Gerard C. Boere, conservazionista e progettista di corridoi ecologici, è morto il 6 gennaio a 83 anni.
Boere si dimostrò anche un costruttore di istituzioni e di memoria. Aiutò a rafforzare Wetlands International, sostenne i gruppi di conservazione degli uccelli negli stati post-sovietici, e documentò la creazione dell’AEWA con insolitamente grande attenzione, producendo una storia che mostrava quanto fossero fragili tali accordi e quanto lavoro fosse necessario per mantenerli vivi. La conferenza “Waterbirds Around the World” del 2004, che aiuto ad organizzare, riunì centinaia di specialisti e fissò solidamente il concetto di via migratoria nella pratica globale della conservazione.
Tra i suoi uccelli preferiti c’era il calidride, ma Boere resistette alla sentimentalità. La migrazione, come amava spiegare, è complessa, variabile e non concede nulla a chi trascuri i legami critici. Anche la cooperazione internazionale presenta le sue difficoltà. Passò una vita intera a rendere entrambi un po’ più fattibili, lasciando al resto del mondo il compito di tenere il passo.

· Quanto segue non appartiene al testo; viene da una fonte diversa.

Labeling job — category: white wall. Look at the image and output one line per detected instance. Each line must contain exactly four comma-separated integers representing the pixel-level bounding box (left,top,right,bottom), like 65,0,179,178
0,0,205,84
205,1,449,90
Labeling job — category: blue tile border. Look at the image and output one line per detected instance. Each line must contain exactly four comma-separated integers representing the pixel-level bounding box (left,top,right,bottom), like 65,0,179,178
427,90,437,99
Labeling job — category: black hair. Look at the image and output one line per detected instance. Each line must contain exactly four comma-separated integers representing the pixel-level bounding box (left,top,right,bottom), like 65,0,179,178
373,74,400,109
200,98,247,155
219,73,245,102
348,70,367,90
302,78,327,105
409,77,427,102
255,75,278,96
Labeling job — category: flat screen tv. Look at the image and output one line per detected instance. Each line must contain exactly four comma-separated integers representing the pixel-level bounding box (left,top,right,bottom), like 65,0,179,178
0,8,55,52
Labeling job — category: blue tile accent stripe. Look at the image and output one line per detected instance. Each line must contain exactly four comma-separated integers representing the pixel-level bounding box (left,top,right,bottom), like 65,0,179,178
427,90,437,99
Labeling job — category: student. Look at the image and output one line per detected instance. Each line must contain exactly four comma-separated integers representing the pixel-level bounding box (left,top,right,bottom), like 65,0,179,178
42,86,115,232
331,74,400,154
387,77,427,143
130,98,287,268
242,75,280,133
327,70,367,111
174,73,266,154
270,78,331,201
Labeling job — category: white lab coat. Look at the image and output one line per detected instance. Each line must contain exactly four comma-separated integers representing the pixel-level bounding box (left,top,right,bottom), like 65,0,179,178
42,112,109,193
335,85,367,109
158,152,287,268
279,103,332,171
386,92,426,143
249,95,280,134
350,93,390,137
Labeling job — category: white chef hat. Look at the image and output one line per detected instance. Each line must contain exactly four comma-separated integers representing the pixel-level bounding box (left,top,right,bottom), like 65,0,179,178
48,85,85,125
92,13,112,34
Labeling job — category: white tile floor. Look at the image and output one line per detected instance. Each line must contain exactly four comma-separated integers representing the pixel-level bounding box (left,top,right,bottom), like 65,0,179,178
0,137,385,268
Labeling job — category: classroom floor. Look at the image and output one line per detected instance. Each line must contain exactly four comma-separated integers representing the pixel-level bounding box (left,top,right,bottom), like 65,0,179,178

Le sue iniziative e il suo impegno nel campo della conservazione sono testimoniati da diverse fonti ufficiali, tra cui il [Wetlands International](https://www.wetlands.org) e la [Convention on Migratory Species](https://www.cms.int). Il lavoro di Gerard C. Boere ha lasciato un’impronta duratura nella conservazione degli uccelli migratori, dimostrando che il lavoro di squadra, la passione e la dedizione possono realmente fare la differenza nella protezione del nostro ambiente.